The collected mouth scab samples were washed three times with sterile PBS, cut into small pieces, ground, and suspended (1:10) in sterile PBS supplemented with antibiotics. The suspension was centrifuged at 5000 rpm for 10min and the supernatant was used to infect primary lamb testis (LT) cells. 200μL of the supernatant was inoculated onto a confluent layer of LT cells grown in a 25cm2 tissue culture flask containing 10ml Dulbecco’s Modified Eagle Medium (DMEM, Sig ma-Aldrich) supplemented with 10% fetal bovine serum (Gibco). The inoculated cultures were incubated in 37°C and 5% CO2 for 120h. The flasks observed daily for the presence of cytopathic effects (CPE). Samples were considered negative when no CPE was observed following three blind passages.

Viral DNA Extraction

The pathological tissue homogenates (10% w/v in PBS) were centrifuged at 10,000g for 10min at +4°C. The supernatants were used in order to viral DNA isolation. Virus genomic DNA was extracted using the commercially available DNA extraction kit (Roche Diagnostics GmbH, Mannheim, Germany) according to the manufacturer’s instruction. The purified DNA was dissolved in TE buffer and stored at -20°C until further testing.
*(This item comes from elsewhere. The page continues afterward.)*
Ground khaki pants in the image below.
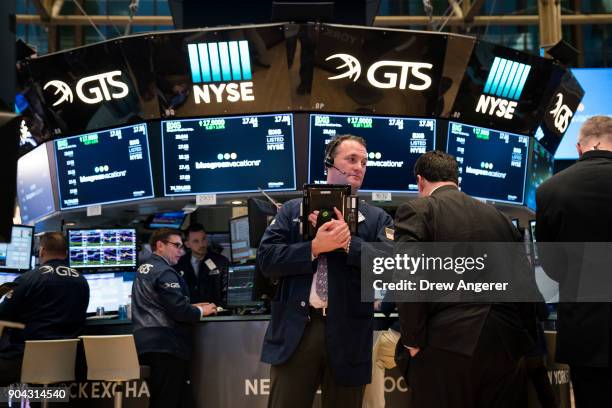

Amplification and Sequencing of B2L Gene

For molecular analysis of B2L gene, PCR amplification was performed using a forward outer primer (B2LF: 5′- GACCTTCCGCGCTTTAATTT-3′) and a reverse primer (B2LR: 5′- CCCGCCTGCTAAAAGACT-3′) [19]. PCR amplification was performed in a final volume of 25μl reaction containing 125 μM each of dNTPs, 2 mM MgCl2, 0.2nM each of primers, 0.5 U Pfu DNA polymerase (Invitrogen, Carlsbad, CA, USA), and 1 μl DNA as template isolated from the tissue homogenates. The cycling condition for the amplification of the fragment was 95°C for 4 min followed by 30 cycles of 95°C for 30s annealing at 57°C for 45s, extension at 72°C for 45s, and final extension at 72°C for 7min. For each PCR run, a negative control consisting of 5μL of water instead of the template DNA was included. PCR fragment was analyzed by electrophoresis on 1% agarose gels (Invitrogen, Carlsbad, CA, USA).

In the present study, all 24 samples were subjected to sequencing analysis. The amplified products of B2L genes were purified using Qiagen DNA purification kit (Qiagen, Germany) according to the manufacturer’s instructions. Direct sequencing of the full-length of B2L was performed in both directions using B2LF and B2LR primers by the dideoxy chain termination procedure (Chemistry V3.1, Applied Biosystems) and the 3730XL DNA analyzer (Applied Biosystems) by Bioneer Sequencing Service (Korea). The obtained sequences were confirmed by Blast server https://blast.ncbi.nlm. nih.gov/Blast.cgi. https://blast.ncbi.nlm. nih.gov/Blast.cgi. All the sequences were analyzed and edited manually using BioEdit software version 7.2.5.

Sequence Analysis

The full-length B2L gene sequences of the Iranian Orf virus isolates were translated into amino acid sequences by Gene Runner software version 5. Then, the nucleotide and translated amino acid sequences were aligned with the corresponding NZ2 sequence (U06671) as a reference strain using the CLUSTALW method https://www.genome.jp/tools-bin/clustalw to determine the single nucleotide polymorphisms (SNPs). Moreover, the haplotypes were classified based on DNA and amino acid sequences of the examined samples in comparison with the NZ2 isolate. In addition, BLAST searches https://blast.ncbi.nlm.nih.gov/Blast.cgi were performed to compare these B2L haplotypes with other available sequences in the GenBank database. In this study, the nucleotide sequence data of B2L gene is available in GenBank databases under the accession numbers MN422309 to MN422332. DNA sequences from the Iranian B2L gene (Table 1) and DNA sequences from global B2L gene that previously deposited in the GenBank (Table 2) were prepared in FASTA format using CLUSTAL X version 2.0 and then analyzed in DnaSP version 5.10.01. The haplotype diversity (Hd), number of haplotypes (H), nucleotide diversity (π) and the minimum number of recombination events (Rm) were calculated using the DnaSP software.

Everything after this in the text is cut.